The more consequential the deferred issues are, the more serious the problems of governance will be. If drafters put off defining how members of some important body like an electoral commission or an anti-corruption agency are to be selected because doing so is too politically contentious, and the nation faces early elections or serious problems of corruption from the outset, the nation is to have a lot of problems. Even more, once a constitution is adopted, people might not know whether the deferred issue is a known unknown – expected to be amenable to solution through ordinary politics – or a known known in the second category, stuck in because something had to be done if the constitution was to be adopted when the politics surrounding the drafting meant that people could not agree on what should be done. And that too is a prescription for serious political problems.

There is probably nothing analytically interesting to say about what happens when you have important issues in the second category of known knowns. Those involved in implementing such a constitution are likely either to stumble through, adopting one after another basically unsatisfactory solutions, or to give up on the constitution altogether – perhaps a good idea, but probably a bad one. Still, scholars might find the distinctions among known unknowns and the two types of known knowns useful.[3]

Originally published in the Indian Journal of Constitutional & Administrative Law.

 

References

[1] Rosalind Dixon and Tom Ginsburg have an important recent article on this question, Deciding Not to Decide: Deferral in Constitutional Design, 9 I-CON 636 (2011), though their focus on what they call “by law” clauses blurs their more important points about why deferral occurs.

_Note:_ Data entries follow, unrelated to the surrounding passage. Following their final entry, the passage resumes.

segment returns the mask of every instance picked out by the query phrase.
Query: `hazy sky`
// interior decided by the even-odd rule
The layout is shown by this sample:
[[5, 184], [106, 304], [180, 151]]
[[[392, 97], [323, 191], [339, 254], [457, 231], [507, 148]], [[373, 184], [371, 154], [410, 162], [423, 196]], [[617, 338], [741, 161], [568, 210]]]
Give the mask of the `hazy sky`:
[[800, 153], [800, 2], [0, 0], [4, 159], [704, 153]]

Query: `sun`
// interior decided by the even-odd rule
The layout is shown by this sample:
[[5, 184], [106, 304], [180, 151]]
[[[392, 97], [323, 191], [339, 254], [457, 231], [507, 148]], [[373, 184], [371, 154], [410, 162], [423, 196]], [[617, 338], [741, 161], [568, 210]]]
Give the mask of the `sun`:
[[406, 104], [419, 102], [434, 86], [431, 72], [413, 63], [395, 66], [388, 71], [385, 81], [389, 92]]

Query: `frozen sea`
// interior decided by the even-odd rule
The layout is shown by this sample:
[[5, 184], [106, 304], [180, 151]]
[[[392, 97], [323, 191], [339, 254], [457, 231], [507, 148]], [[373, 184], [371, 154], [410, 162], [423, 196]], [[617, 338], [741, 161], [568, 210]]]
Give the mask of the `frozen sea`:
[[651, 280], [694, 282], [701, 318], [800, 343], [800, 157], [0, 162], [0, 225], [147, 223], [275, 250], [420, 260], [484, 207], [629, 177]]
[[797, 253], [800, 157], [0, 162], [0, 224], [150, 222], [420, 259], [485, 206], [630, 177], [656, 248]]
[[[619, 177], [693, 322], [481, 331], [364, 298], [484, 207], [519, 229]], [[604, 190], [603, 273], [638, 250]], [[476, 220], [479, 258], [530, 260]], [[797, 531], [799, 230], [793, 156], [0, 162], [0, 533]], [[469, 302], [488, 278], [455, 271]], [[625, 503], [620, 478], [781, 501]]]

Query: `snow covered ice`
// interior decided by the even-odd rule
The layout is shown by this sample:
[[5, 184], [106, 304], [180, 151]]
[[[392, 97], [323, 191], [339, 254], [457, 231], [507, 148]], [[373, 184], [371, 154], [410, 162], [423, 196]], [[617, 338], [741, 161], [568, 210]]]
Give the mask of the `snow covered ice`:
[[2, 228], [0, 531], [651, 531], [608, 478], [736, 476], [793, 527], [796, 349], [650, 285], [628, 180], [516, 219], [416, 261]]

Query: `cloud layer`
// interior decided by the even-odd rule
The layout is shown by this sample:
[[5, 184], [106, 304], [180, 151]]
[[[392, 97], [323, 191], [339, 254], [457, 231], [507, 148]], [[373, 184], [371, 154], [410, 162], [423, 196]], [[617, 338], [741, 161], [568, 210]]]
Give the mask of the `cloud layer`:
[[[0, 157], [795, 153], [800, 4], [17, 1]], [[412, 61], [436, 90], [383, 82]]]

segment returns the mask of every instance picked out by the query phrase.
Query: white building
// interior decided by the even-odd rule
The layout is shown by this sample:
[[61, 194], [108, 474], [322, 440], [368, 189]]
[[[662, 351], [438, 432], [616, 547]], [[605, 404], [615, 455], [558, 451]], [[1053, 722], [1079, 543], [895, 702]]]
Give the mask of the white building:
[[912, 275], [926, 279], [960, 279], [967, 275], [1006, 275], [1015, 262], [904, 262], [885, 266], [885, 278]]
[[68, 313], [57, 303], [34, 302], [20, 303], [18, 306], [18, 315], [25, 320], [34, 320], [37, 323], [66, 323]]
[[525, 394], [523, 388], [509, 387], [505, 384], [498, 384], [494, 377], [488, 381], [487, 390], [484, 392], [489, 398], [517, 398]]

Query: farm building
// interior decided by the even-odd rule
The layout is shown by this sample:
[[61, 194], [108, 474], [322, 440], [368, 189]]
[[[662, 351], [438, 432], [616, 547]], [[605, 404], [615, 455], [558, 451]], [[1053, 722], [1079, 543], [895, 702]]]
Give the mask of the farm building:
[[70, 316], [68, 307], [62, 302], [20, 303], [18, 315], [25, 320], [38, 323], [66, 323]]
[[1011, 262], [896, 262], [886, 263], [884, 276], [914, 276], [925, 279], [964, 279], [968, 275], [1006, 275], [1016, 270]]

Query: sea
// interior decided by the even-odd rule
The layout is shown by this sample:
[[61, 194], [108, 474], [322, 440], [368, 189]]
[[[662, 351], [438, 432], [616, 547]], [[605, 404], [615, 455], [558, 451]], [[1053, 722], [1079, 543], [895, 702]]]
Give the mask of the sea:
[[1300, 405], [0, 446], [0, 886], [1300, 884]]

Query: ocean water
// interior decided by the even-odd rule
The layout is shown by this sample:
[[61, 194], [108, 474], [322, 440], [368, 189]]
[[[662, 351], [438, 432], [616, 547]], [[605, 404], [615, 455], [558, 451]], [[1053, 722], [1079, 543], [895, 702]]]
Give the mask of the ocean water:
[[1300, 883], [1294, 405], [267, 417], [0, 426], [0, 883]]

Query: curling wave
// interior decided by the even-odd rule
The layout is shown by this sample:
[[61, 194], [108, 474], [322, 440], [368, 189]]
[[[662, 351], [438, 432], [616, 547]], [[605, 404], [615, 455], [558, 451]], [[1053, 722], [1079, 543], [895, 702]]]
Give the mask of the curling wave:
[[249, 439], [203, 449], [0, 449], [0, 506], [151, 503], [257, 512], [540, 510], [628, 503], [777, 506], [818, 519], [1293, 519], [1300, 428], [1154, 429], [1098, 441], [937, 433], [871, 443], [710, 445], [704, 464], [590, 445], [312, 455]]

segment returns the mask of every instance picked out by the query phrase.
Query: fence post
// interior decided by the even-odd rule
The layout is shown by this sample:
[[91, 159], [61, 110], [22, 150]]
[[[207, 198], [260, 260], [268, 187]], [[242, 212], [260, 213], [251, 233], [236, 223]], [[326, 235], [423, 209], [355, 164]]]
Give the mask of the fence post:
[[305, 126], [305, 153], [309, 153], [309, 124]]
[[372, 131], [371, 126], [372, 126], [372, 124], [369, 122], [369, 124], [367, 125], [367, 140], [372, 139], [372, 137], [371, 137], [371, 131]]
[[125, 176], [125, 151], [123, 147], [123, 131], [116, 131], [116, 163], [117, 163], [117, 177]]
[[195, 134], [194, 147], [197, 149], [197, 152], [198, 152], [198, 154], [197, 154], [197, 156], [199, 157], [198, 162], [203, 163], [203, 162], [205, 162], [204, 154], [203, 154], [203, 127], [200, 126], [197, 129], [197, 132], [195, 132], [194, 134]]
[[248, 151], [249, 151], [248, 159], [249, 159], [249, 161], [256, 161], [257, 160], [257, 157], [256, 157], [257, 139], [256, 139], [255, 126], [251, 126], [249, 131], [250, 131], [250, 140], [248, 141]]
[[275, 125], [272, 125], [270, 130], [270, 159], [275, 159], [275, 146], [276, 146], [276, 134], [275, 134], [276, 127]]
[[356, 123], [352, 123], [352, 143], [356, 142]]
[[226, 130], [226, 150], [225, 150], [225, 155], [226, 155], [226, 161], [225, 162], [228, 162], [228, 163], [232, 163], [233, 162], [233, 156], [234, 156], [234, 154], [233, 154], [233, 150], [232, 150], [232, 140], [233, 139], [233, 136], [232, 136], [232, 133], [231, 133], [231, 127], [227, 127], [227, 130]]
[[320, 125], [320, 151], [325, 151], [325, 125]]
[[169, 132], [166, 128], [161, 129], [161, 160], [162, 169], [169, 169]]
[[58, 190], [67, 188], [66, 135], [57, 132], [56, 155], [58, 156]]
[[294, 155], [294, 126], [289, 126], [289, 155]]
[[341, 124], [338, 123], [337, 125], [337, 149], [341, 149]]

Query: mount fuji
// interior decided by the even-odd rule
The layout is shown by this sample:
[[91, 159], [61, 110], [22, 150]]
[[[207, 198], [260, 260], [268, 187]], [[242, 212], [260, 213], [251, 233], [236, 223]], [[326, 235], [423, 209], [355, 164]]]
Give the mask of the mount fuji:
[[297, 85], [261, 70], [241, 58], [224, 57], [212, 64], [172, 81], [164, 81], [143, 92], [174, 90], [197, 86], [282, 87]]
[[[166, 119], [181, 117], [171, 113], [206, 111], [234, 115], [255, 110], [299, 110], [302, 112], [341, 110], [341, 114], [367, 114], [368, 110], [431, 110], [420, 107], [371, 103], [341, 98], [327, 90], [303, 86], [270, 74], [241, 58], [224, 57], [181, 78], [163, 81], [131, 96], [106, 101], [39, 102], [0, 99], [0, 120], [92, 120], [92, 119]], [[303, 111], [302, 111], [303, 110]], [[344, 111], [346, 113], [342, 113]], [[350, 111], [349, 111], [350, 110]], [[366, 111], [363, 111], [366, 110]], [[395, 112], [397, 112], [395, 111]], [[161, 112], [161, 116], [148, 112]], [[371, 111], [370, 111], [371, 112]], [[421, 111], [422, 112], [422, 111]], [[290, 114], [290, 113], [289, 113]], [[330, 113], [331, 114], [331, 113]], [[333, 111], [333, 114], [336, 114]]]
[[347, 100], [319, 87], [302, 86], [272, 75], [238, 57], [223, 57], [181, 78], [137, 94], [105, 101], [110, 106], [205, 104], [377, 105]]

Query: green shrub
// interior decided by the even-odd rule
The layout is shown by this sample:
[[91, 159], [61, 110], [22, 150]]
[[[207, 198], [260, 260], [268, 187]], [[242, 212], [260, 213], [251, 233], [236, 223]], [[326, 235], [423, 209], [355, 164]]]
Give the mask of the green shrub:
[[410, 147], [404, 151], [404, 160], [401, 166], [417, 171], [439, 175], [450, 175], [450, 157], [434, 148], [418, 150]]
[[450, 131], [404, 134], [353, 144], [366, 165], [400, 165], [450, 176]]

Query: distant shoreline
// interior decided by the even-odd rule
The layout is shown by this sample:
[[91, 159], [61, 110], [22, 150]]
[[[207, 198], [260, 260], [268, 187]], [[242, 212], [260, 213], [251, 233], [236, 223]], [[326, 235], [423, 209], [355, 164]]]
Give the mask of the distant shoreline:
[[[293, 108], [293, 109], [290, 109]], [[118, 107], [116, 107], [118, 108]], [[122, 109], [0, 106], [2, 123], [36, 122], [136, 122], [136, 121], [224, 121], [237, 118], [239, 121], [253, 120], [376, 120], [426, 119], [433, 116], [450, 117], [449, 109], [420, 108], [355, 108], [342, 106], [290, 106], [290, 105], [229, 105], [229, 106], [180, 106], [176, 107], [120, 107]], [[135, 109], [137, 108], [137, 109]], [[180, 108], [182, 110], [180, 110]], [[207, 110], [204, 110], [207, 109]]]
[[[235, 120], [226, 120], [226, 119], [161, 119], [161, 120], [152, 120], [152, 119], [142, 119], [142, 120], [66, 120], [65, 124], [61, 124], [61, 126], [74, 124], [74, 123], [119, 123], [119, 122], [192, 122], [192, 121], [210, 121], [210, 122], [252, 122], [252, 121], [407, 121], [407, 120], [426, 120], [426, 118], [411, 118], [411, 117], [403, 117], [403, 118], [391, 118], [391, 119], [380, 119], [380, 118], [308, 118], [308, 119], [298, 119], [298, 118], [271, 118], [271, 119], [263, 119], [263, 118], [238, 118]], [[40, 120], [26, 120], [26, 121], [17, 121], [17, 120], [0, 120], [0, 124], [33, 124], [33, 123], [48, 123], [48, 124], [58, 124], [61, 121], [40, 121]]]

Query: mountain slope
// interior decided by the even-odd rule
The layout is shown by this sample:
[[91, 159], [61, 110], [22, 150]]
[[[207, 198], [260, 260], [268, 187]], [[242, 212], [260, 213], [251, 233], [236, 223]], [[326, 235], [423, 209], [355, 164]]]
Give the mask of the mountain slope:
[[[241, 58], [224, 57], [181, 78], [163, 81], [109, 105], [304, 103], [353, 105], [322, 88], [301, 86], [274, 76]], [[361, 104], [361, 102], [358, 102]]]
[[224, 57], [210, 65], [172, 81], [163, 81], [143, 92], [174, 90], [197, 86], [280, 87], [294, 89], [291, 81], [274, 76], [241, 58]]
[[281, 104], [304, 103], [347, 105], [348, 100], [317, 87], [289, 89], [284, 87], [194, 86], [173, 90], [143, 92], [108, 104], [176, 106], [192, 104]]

[2] The problem would be exacerbated were the constitution writers to specify that the deferred issue was to be resolved by an “organic” law, which typically requires a special majority for enactment.

[3] Dixon and Ginsburg use the language of decision and error costs to address some of the questions I raise. Because the problems are, in my view, basically political, I find that language not particularly illuminating.

 

Mark Tushnet is William Nelson Cromwell Professor of Law at Harvard Law School.